Great article, which I've duly Dugg.

I just want to take issue with one sentence - "The British, who have never had a significant incident other than from a nuclear submarine"

Sellafield used to be known as Windscale. It was "rebranded" after a number of incidents, the most serious of which was the NUCLEAR CORE CATCHING FIRE!

If you search wikipedia for "windscale fire" you'll get all the spine-chilling details.

Written in August 2008

Jeanne Roberts (anonymous)

My apologies, you are correct, and also my thanks for the information - Windscale is something I'd never heard about before today. I did the research, and it seems Windscale was never used to produce energy but to enrich plutonium for weapons.

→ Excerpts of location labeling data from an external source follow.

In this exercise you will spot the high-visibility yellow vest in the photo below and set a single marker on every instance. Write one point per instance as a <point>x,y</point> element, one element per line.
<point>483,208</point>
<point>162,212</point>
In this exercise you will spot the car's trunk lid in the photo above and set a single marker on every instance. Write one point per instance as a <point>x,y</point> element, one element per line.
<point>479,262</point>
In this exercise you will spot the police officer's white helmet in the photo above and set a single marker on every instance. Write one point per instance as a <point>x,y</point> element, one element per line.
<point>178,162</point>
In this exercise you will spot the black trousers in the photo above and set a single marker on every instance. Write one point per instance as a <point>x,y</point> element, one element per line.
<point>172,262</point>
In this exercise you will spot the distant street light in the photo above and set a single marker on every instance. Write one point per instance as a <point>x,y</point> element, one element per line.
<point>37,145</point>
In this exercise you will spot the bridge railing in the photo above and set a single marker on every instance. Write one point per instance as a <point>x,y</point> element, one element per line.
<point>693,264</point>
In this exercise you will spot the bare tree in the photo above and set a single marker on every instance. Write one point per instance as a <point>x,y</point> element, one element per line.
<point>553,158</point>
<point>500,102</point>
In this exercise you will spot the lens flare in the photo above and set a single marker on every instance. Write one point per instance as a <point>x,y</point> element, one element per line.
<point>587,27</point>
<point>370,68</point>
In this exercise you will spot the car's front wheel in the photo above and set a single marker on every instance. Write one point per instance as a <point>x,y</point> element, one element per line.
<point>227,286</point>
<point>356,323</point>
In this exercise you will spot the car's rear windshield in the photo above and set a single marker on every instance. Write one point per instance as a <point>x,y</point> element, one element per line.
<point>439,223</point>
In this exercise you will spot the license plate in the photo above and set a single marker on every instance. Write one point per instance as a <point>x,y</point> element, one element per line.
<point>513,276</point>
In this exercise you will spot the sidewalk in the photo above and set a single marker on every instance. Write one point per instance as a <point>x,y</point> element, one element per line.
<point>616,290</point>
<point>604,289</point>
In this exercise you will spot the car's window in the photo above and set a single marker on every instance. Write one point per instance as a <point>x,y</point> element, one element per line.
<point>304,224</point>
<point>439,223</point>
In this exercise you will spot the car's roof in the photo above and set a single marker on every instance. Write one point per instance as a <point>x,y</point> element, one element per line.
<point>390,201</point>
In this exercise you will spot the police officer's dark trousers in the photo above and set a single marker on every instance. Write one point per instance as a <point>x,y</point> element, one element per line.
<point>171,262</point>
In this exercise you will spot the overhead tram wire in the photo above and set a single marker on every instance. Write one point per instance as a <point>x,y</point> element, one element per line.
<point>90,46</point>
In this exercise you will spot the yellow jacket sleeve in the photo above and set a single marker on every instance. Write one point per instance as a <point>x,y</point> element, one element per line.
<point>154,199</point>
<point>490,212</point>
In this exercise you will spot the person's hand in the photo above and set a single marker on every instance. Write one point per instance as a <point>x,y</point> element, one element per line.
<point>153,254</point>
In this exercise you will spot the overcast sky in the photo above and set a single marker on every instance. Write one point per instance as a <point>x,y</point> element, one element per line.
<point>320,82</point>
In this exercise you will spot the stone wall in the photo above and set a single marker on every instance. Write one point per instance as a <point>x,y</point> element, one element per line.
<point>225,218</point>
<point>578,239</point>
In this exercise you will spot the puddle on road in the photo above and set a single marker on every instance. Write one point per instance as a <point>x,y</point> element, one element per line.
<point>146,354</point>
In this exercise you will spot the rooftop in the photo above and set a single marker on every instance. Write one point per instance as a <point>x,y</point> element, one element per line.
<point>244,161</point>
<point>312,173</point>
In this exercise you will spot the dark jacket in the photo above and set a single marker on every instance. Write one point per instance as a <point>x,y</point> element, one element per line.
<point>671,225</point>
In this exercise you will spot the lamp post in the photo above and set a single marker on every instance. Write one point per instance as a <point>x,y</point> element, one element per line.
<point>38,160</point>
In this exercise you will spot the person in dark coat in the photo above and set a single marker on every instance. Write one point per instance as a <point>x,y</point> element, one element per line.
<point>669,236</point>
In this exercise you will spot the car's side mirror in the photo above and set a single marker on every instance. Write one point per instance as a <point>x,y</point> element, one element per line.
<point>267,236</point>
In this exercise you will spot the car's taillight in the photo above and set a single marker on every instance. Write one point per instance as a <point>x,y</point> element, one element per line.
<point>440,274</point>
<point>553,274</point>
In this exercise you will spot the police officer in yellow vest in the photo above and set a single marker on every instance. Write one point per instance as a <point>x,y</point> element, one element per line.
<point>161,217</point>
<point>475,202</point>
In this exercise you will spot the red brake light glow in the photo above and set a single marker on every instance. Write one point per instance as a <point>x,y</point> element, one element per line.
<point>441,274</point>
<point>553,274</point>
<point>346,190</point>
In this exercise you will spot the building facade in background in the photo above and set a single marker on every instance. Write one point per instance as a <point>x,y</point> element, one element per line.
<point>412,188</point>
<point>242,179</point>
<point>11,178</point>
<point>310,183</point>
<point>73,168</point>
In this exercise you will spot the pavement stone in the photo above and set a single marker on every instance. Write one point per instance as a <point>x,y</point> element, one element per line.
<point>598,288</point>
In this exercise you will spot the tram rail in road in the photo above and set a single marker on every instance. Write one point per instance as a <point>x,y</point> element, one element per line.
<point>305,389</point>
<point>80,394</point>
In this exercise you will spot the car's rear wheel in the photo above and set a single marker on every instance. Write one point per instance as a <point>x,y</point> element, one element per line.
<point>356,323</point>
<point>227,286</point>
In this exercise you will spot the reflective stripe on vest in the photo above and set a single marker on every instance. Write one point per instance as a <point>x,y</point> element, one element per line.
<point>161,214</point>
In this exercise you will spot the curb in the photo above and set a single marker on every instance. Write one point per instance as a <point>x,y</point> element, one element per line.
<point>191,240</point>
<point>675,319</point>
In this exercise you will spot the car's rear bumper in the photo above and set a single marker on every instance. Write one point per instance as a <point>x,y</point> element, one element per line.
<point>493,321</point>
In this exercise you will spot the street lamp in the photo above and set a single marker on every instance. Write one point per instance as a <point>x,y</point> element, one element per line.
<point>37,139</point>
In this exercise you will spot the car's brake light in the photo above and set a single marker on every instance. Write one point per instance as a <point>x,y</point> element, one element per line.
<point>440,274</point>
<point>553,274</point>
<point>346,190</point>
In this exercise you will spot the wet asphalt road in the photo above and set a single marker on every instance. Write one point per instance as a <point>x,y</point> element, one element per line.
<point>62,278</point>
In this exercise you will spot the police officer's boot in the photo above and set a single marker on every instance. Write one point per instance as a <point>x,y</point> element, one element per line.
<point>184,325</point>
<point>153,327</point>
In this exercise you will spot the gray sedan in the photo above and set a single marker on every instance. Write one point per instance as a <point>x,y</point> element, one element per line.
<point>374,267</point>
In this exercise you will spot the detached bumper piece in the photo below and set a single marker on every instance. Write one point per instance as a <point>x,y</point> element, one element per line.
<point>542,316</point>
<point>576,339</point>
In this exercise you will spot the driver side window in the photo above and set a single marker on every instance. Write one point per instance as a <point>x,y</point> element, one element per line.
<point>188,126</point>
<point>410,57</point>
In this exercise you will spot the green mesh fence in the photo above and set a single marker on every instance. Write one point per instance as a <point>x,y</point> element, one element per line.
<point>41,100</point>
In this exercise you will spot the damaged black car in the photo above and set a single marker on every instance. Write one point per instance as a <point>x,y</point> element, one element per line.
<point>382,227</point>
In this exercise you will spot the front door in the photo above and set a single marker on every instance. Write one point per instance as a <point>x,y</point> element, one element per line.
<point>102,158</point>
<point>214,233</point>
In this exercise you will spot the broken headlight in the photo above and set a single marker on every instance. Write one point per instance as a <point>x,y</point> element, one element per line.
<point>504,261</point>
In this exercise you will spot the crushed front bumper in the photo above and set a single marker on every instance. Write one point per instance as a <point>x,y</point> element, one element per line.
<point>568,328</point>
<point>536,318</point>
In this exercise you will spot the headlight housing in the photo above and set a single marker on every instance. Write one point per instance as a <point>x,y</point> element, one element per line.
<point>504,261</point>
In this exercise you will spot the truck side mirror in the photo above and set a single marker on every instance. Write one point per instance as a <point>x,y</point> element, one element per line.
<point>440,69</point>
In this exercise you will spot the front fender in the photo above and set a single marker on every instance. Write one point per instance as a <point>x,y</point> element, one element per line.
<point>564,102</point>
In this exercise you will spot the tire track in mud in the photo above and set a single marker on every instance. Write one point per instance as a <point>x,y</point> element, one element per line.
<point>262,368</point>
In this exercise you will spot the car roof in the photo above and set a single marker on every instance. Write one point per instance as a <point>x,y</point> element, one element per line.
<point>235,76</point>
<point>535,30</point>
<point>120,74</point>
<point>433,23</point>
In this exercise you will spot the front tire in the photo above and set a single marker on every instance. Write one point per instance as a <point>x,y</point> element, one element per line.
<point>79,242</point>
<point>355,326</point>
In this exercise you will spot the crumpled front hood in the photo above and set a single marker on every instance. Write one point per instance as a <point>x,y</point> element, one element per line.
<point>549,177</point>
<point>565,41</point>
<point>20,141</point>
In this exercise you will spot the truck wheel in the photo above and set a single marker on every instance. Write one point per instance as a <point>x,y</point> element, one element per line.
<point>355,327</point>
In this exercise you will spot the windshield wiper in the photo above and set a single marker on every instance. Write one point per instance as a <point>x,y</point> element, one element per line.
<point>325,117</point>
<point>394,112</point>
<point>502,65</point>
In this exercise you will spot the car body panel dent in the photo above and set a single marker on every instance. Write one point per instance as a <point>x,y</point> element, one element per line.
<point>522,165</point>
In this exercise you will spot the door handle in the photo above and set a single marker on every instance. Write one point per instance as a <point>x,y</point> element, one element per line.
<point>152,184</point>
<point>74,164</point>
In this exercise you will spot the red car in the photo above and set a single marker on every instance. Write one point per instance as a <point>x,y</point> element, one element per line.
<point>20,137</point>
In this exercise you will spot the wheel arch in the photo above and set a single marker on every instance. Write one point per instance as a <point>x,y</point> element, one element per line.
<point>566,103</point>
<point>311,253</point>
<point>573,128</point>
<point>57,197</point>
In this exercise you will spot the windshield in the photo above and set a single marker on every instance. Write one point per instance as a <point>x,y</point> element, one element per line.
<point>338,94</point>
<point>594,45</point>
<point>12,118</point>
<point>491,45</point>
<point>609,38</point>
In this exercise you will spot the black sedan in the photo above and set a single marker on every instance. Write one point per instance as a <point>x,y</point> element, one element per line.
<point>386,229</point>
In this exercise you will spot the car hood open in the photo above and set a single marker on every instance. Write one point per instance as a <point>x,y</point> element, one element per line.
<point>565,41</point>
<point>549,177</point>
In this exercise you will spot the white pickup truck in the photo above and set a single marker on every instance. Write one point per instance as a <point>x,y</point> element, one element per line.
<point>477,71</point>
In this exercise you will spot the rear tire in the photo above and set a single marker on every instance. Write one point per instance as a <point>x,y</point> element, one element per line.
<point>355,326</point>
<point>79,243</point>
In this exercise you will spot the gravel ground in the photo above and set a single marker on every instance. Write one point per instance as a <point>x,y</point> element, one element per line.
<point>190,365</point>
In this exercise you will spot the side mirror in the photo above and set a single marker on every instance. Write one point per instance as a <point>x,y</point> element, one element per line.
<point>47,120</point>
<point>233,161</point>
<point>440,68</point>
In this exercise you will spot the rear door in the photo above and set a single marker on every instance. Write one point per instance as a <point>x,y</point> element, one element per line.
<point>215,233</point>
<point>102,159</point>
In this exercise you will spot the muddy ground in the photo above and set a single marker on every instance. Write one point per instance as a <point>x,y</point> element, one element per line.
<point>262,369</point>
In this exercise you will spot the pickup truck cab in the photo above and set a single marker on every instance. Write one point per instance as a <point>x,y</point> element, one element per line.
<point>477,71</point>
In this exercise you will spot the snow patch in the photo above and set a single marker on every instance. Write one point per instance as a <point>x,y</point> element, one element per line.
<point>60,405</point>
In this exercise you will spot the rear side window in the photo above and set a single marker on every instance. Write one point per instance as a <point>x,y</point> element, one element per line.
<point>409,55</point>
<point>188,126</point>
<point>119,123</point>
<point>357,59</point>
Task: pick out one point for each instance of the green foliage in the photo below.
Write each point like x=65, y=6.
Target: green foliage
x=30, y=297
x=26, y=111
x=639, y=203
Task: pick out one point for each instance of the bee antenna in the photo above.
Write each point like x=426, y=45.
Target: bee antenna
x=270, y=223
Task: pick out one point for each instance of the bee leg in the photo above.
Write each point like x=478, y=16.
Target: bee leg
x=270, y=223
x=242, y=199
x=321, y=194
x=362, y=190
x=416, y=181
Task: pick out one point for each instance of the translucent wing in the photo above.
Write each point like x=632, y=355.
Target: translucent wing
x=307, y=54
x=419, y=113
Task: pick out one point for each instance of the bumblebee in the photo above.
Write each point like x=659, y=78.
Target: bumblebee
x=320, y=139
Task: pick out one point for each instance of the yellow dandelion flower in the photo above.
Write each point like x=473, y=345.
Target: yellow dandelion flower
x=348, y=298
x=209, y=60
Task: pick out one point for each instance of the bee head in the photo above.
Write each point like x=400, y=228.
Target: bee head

Still, it appears to have been a very serious incident. Thanks again!

Written in August 2008

Annie Garrison (anonymous)

Maybe this will make our Republican presidential hopeful John McCain reconsider how much we "love to emulate the French," as in nuclear power plants. McCain recently remarked that we'll be just fine here if we build another 45 nuclear power plants. Not that Barack Obama is any less nuclear-powered, as in funded, most particularly by the Chicago-based Exelon Corporation, the largest nuclear power corporation in the U.S.A.

Written in August 2008

Jeanne Roberts (anonymous)

Likely it will. What no one mentions is that - even if we started today - we wouldn't have a working plant for at least ten years. What do we do in the interim, Annie, with energy demand exceeding need?

Written in August 2008

Idaho Samizdat (anonymous)

As someone who has covered Areva's efforts to locate their plant in Idaho, your writers must be smoking sagebrush if they buy a bunch of anti-nuclear ramblings on an unsourced blog.

Written in October 2008

Jeanne Roberts (anonymous)

I haven't "bought" anything, merely presented two points of view, from Areva representative Adams and some residents. As for the Native American tradition of smoking sagebrush, I've never had the opportunity or need to try it, but my friends tell me it works well in smudging.